ストキャスティクスは、0%から100%の間の数値で表示され、100%に近づくほど買われすぎ、0%に近づくほど売られすぎになります。50%を基準として高い位置にあるか安い位置にあるかを分析します。

一般的に、70%以上になると株価は買われすぎと判断することができ、売りサインになります。反対に、30%以下になると売られ過ぎと判断することができ、買いサインになります。また、二本の線で構成されていますから、二本の線がクロスするタイミングも売買シグナルになります。買われすぎの水準で、短期の線が長期の線を上から下に突き抜ければ売りサイン=デッドクロスになり、逆に売られすぎの水準で、短期の線が長期の線を下から上に突き抜ければ買いサイン=ゴールデンクロスになります。

なお、ファースト・ストキャスティクスは反応が良すぎて指標が大きく動きすぎるため、用いる際にはスロー・ストキャスティクスの方が一般的とされています。

図4 ストキャスティクス、使い勝手の良い「スロー」が一般的

図4 ストキャスティクス、使い勝手の良い「スロー」が一般的


ところで、業績の割安、割高を考える時、「同業他社と比較しましょう」という風に言われることがよくあります。株探では、市場で比較されやすい銘柄を、企業名の下に「比較される銘柄」として社名を数社表示しています。「指標エリア2」の下には「比較」という設定項目がありますが、その枠内にはあらかじめこの数社のコード番号が入力されています。他に比較してみたい銘柄がある場合には、自分でコード番号を入力して比較対象に設定することもできます。

その横には株価指数の「日経平均」「ジャスダック平均」「NYダウ」があり、比較したい指数にチェックを入れて右の「比較」ボタンを押します。すると左端の同じ地点からスタートしたそれぞれの株価から、どのようなパフォーマンスの差が時間の経過とともに表れたのかを、折れ線グラフで比較してみることができます。ここではわかりやすいように「指標エリア2」を無しに設定してチャートの縦幅を広げています。

図5 銘柄ごとのパフォーマンスが一目瞭然、「比較チャート」

銘柄ごとのパフォーマンスが一目瞭然、「比較チャート」


チャートをたくさん利用すれば、それだけ手間暇がかかるので面倒です。しかし、業績だけでは、株価がいま割安なのか、それとも割高なのかを判断することは難しいでしょう。株探では基本のチャート機能に絞られていますので、基本的なチャートの分析を行うために活用することができます。

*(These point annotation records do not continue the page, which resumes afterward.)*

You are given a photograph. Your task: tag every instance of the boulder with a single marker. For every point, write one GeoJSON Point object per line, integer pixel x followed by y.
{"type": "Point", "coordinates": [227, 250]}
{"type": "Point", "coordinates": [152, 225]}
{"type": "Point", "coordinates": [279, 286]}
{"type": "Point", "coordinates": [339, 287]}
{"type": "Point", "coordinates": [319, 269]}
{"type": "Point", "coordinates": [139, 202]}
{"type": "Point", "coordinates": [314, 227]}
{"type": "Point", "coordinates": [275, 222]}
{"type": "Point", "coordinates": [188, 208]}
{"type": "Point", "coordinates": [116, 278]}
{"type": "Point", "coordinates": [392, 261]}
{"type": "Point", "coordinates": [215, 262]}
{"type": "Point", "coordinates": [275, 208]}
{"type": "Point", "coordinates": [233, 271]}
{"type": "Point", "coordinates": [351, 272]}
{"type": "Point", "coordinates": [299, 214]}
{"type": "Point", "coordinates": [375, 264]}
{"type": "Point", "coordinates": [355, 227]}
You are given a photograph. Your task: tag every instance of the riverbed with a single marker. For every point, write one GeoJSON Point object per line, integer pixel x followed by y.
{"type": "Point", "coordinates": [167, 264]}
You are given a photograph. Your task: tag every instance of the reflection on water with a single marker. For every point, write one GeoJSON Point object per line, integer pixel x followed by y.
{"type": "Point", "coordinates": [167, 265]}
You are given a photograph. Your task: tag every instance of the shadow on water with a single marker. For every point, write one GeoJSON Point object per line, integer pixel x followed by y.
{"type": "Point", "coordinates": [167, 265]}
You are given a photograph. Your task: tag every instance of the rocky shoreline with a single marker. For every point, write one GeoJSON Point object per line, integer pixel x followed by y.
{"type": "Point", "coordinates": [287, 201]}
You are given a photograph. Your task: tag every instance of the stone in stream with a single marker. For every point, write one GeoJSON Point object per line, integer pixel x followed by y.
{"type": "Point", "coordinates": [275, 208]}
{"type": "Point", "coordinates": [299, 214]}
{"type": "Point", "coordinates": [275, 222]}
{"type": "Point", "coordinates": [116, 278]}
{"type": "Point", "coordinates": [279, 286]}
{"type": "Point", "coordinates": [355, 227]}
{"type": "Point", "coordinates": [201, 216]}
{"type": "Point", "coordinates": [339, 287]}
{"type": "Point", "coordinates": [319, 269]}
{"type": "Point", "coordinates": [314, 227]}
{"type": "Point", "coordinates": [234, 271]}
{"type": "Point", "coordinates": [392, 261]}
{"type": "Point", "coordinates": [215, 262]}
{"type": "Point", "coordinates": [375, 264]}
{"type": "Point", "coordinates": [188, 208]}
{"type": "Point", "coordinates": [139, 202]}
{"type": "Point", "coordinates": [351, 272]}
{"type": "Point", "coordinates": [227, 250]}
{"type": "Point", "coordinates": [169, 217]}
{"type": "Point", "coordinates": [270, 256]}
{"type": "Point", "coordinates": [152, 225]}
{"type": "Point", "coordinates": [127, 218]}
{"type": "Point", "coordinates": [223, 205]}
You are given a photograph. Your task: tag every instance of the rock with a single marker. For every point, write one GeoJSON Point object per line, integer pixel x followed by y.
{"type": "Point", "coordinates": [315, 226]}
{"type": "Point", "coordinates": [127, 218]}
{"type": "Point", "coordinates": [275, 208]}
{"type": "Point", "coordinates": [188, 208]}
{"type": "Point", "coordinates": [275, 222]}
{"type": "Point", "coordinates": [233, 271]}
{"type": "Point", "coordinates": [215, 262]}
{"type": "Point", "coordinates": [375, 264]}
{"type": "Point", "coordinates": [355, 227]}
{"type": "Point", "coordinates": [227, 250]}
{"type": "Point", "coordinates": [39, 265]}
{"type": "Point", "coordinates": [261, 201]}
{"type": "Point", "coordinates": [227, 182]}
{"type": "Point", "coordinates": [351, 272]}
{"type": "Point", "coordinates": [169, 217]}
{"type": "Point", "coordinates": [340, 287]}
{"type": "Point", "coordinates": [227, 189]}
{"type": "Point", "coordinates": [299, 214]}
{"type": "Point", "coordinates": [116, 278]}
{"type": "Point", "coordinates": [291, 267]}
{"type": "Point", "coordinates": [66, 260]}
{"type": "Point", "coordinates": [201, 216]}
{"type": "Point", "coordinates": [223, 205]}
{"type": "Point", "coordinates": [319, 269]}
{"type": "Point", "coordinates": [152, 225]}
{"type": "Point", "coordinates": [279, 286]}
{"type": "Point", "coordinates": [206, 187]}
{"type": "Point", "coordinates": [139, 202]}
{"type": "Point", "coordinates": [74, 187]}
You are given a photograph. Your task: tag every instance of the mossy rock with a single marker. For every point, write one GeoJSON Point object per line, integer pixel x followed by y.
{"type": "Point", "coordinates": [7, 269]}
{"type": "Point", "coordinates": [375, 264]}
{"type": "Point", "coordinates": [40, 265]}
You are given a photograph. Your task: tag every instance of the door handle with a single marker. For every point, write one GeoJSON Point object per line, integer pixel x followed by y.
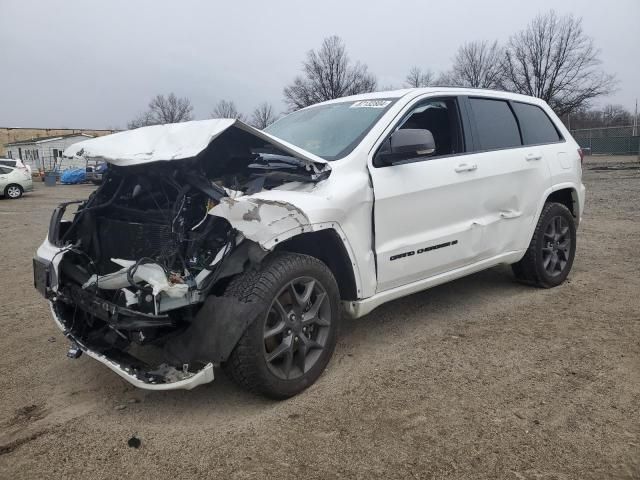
{"type": "Point", "coordinates": [466, 167]}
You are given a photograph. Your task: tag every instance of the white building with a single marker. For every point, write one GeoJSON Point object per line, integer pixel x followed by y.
{"type": "Point", "coordinates": [45, 152]}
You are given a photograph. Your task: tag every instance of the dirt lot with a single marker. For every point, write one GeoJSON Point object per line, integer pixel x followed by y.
{"type": "Point", "coordinates": [480, 378]}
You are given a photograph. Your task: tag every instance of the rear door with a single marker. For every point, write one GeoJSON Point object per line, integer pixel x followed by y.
{"type": "Point", "coordinates": [514, 175]}
{"type": "Point", "coordinates": [4, 178]}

私たちは地合いが良くなって儲かってくると、つい気が大きくなって欲に負けてしまいがちです。どんなに業績が良好な銘柄でも高い時に買えば、業績に対して株価が割安だと判断されるまで、損失が発生してしまう可能性があるのです。業績が良好な銘柄を割安なタイミングで購入できるように、常に冷静に、そして機械的に売買を判断することが大事です。利益を右肩上がりで増やすためにも、チャートを利用してみることをおススメします。